Cheyrou, Valbuena, Gignac vont et puis tout va

Alors, l’OM a tenu face à l’ogre parisien ? Bah oui. Mais il n’y avait pas pourtant un clair déficit de qualité du côté marseillais ? Bah si, mais… Si l’OM a connu des temps forts importants hier soir, il le doit au superbe travail de trois éléments capables de « changer le visage » de l’équipe. D’abord, Benoît Cheyrou. Malgré un gros pressing en première période, le Suresnois a sauté les lignes et ouvert le jeu, avec la lucidité d’un grand milieu. Parfait dans son rôle : savoir annuler le pressing adverse sans oublier de lancer celui de sa formation. Ensuite, Valbuena. Hyper mobile, le Girondin est le fil conducteur de la construction marseillaise : toujours présent, toujours actif, prêt à demander une remise et à proposer une ouverture. Il est le mouvement marseillais. Et c’est lui qui tire le corner qui amène le second but.
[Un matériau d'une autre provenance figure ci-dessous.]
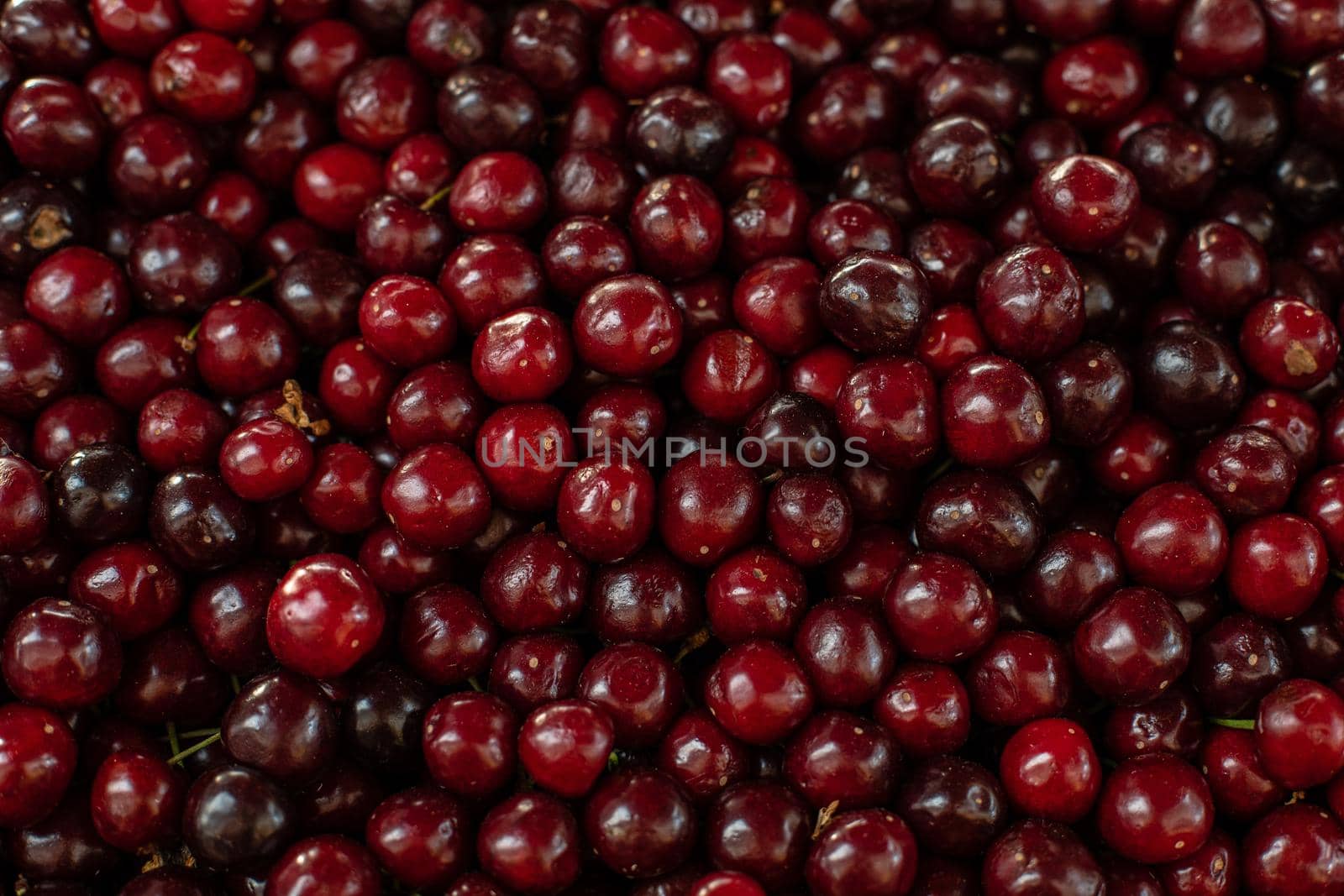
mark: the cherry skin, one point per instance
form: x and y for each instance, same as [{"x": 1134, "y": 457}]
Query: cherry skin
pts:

Et enfin, Gignac. Mentalement costaud pour répondre à Zlatan, APG a fait preuve d’un leadership offensif rare. À l’image du Giroud de Montpellier (un grand exemple, si, si), la diversité de ses appels, sur l’aile gauche (celui qui amène le corner du second but) ou dans l’axe, a transformé les hommes de Baup. C’est toujours bon d’avoir un joueur qui a sans cesse envie de recevoir le ballon. Sans oublier de citer les leaders défensifs Nkoulou et Mandanda, cette « dépendance » de trois joueurs majeurs ne fait qu’augmenter les interrogations sur les résultats de Marseille à long terme cette saison (et cette fameuse CAN…). Ayew, Rémy et consorts devront grandir dans leurs prises de responsabilité.

La patte de Carletto

La France attendait encore de voir la marque d’Ancelotti sur le PSG. Elle l’a vue hier. Quand Baup est resté patient et observateur pour finalement faire du poste pour poste, Carlo a choisi sa deuxième mi-temps. Avec l’option Gameiro. Puis un 4-4-2 (ou 4-4-1-1), pour plus de largeur sans perdre la densité du milieu et la profondeur de Gameiro. Et puis une pensée pour le reste de la saison. Du temps de jeu qui mettra un sourire sur le visage d’Armand pour toute la semaine et une piqûre de confiance pour Van der Wiel. Un Mister doit gérer des hommes avant d’entraîner des joueurs, et Carlo le fait de manière intelligente.